Aquilegia vulgaris 'Alba' 21 May 2025 |
Asymmetry & Slight Anachronisms
I have a friend who often tells me, “Alex you keep reiterating yourself.” He is right and particularly when I write my blogs. Because I have 6475 of them I forget that I may have forgotten of previous blogs as I did today when I was walking on the back lane with my male cat Niño.
On the lane there was a large clump of Aquilegia vulgaris ‘Alba’. These plants are commonly called Columbines. I was startled by its obvious symmetry. I decided to cut one of the stems and scan it and write a blog as I am right now.

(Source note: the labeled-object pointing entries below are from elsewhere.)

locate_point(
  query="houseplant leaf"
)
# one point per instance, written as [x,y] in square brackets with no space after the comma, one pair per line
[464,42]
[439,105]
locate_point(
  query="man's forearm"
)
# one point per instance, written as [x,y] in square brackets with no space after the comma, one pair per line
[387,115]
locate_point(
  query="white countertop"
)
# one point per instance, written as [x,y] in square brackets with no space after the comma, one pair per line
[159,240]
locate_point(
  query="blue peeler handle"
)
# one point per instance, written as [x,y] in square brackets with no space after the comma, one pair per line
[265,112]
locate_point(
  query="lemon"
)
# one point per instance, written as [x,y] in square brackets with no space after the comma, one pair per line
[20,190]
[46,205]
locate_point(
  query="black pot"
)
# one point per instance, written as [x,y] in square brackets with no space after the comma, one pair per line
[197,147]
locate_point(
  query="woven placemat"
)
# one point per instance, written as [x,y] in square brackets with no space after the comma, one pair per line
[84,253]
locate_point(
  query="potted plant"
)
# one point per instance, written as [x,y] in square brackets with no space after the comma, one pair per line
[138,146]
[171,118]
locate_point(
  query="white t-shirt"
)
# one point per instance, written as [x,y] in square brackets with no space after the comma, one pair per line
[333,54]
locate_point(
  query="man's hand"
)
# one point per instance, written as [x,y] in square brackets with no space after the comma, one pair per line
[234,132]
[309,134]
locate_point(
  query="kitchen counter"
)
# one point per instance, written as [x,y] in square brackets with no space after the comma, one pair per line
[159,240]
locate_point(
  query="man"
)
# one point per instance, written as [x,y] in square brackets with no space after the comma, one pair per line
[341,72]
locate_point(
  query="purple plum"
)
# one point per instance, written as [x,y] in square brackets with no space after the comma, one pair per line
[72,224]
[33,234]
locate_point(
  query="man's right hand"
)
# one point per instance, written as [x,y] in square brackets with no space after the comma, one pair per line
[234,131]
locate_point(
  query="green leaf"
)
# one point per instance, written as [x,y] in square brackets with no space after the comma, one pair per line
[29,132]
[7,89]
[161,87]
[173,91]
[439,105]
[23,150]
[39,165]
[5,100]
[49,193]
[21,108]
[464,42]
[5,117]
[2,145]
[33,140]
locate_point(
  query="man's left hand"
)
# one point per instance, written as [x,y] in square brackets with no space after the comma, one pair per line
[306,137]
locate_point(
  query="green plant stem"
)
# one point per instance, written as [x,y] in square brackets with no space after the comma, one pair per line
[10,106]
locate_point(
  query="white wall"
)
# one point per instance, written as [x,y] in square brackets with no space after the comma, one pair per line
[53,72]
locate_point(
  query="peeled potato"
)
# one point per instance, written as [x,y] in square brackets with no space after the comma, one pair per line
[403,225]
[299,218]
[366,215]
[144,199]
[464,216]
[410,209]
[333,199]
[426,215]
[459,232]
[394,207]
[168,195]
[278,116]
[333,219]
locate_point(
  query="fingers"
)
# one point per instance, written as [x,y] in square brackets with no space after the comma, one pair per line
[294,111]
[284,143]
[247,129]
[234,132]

About all I can bring that is different is that with all my years of scanning (began I 2001) I may have gotten a bit more sophisticated.
But there is one topic here that I can raise that I have not raised before. In that past century we used to understand what Rembrandt lighting was. Rembrandt and many of his contemporaries would pose their subjects by a window. The window side would make half the face light and the other dark or darker if no reflectors were used.

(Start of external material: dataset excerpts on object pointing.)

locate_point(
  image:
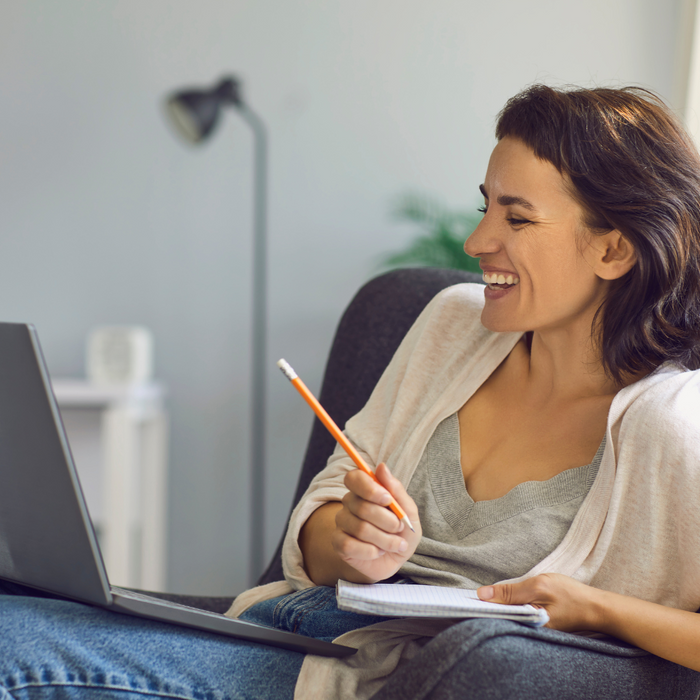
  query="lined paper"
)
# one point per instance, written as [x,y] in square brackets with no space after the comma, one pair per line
[413,600]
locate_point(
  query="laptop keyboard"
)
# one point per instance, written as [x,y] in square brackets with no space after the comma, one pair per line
[127,593]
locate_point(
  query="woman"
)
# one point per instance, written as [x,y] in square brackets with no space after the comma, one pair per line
[541,434]
[578,352]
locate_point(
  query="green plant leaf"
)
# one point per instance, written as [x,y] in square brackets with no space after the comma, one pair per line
[442,242]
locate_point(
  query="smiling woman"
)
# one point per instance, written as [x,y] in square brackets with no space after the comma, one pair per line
[633,170]
[540,433]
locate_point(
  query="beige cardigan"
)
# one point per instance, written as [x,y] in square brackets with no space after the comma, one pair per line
[637,532]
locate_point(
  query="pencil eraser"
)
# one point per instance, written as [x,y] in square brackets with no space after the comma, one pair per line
[287,369]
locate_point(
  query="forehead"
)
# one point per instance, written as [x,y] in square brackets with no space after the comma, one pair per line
[515,171]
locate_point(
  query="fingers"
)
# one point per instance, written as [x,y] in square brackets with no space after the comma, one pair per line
[534,590]
[367,529]
[358,539]
[397,490]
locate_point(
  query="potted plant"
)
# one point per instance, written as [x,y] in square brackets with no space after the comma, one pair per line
[441,241]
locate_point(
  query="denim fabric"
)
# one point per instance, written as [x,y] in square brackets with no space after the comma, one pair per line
[502,660]
[61,650]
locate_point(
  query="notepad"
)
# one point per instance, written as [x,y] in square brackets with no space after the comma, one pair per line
[414,600]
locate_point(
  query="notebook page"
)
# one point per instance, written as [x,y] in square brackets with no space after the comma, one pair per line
[428,601]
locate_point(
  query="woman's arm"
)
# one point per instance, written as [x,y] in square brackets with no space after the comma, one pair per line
[574,607]
[360,539]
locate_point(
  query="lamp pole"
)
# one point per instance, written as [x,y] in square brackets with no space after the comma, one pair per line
[195,113]
[259,345]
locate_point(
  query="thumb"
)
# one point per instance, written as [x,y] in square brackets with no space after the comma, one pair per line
[397,490]
[507,593]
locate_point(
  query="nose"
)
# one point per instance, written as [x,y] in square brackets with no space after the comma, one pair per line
[482,241]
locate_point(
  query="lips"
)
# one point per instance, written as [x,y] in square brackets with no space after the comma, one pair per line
[498,279]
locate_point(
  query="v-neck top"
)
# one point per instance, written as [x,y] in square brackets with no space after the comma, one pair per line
[468,544]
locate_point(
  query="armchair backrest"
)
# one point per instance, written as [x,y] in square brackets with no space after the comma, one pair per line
[370,330]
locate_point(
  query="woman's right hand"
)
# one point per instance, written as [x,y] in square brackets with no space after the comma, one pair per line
[368,536]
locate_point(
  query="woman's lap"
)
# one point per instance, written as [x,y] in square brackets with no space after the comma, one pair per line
[60,649]
[499,660]
[52,648]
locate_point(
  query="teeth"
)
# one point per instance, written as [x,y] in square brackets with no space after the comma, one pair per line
[500,279]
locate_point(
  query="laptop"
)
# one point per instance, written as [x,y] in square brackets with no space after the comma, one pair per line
[47,540]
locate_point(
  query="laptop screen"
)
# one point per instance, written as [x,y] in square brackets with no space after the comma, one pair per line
[46,538]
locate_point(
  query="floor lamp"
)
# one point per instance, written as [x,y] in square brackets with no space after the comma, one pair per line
[194,113]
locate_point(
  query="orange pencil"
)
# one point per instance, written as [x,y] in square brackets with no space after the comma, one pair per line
[323,416]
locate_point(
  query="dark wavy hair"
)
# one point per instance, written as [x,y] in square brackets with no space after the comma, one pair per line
[633,168]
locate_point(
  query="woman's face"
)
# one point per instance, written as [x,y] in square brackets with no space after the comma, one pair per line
[535,251]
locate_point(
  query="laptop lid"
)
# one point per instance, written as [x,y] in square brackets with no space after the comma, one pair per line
[41,504]
[46,537]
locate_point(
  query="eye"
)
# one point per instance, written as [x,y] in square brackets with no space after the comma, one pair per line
[513,221]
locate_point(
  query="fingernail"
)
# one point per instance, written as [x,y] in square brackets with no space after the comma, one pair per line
[486,593]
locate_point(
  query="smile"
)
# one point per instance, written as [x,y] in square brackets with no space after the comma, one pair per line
[496,281]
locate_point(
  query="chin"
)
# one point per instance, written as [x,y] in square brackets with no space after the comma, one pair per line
[498,323]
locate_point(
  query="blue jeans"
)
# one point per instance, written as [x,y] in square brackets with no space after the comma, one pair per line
[58,649]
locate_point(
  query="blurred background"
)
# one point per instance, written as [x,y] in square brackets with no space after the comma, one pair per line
[106,217]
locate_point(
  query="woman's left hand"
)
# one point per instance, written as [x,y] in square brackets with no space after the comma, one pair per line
[571,605]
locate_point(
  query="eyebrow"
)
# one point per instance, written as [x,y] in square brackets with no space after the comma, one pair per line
[507,199]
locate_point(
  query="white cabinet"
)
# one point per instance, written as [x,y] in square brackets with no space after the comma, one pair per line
[118,437]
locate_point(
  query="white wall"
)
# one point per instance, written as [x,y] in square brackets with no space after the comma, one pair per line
[106,217]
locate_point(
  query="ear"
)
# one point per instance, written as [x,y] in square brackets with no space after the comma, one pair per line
[615,255]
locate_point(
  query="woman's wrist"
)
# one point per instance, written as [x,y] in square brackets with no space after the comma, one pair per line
[602,610]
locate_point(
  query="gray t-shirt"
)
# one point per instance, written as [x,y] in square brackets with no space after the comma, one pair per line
[467,544]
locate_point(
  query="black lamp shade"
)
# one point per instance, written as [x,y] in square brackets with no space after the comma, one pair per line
[195,113]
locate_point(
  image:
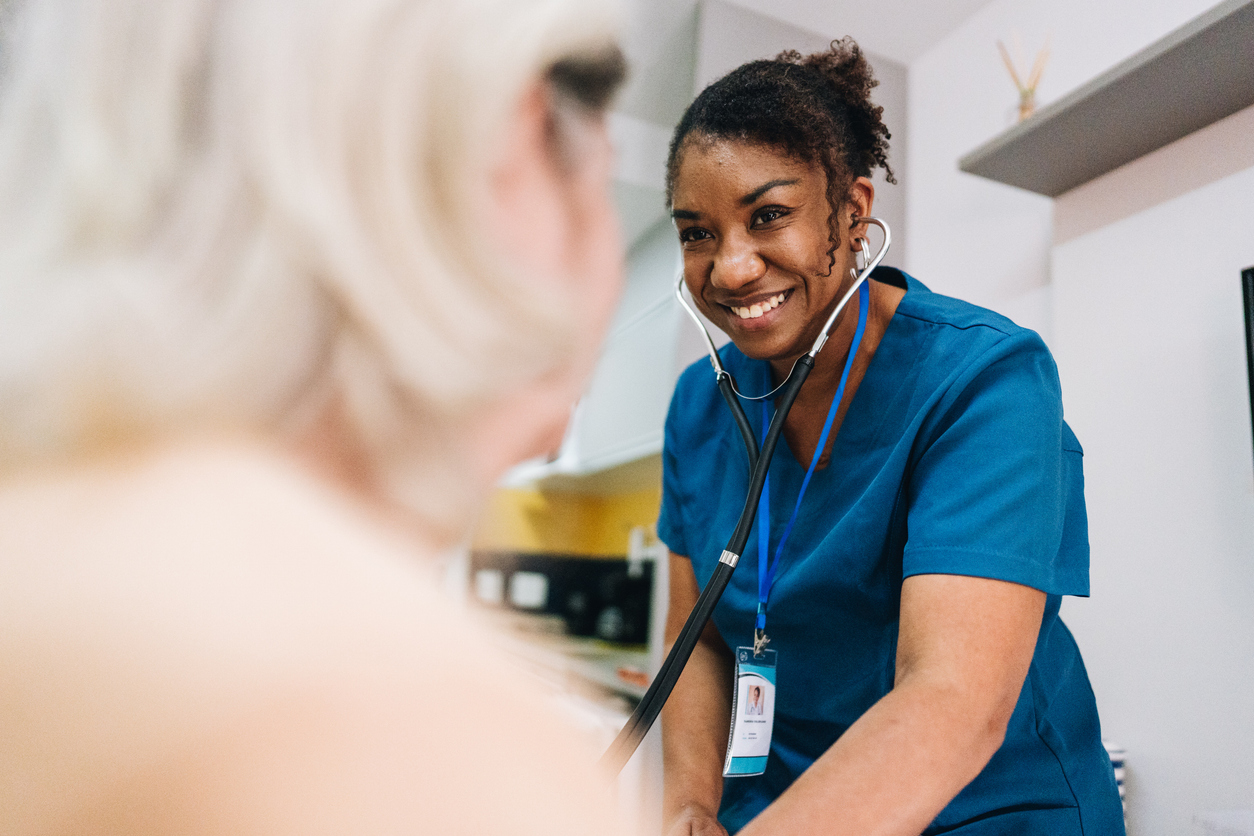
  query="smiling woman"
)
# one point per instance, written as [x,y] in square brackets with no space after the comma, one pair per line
[923,681]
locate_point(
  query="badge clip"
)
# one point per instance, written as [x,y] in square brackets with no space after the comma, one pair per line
[760,641]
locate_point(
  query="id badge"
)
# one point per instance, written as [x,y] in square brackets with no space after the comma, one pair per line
[753,713]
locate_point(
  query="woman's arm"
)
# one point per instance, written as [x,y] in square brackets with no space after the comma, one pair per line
[695,720]
[963,653]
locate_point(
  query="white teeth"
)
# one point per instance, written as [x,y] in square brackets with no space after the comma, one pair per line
[755,311]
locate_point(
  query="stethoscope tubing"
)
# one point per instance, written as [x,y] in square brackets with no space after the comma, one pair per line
[650,706]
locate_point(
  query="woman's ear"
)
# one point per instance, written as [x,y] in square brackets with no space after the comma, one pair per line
[862,198]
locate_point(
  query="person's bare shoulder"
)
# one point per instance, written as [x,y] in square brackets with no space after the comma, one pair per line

In my years as a magazine and portrait photographer I have always used that method.
I have a friend, en excellent photographer, who recently told me (almost apologetically) that he was shooting head-shots. I immediately told him that since he was getting paid, to actually work as a photographer in this 21st century is not bad. He added, sadly, that his subjects wanted both the sides of their face evenly lit (like a phone selfie?). I had no more words.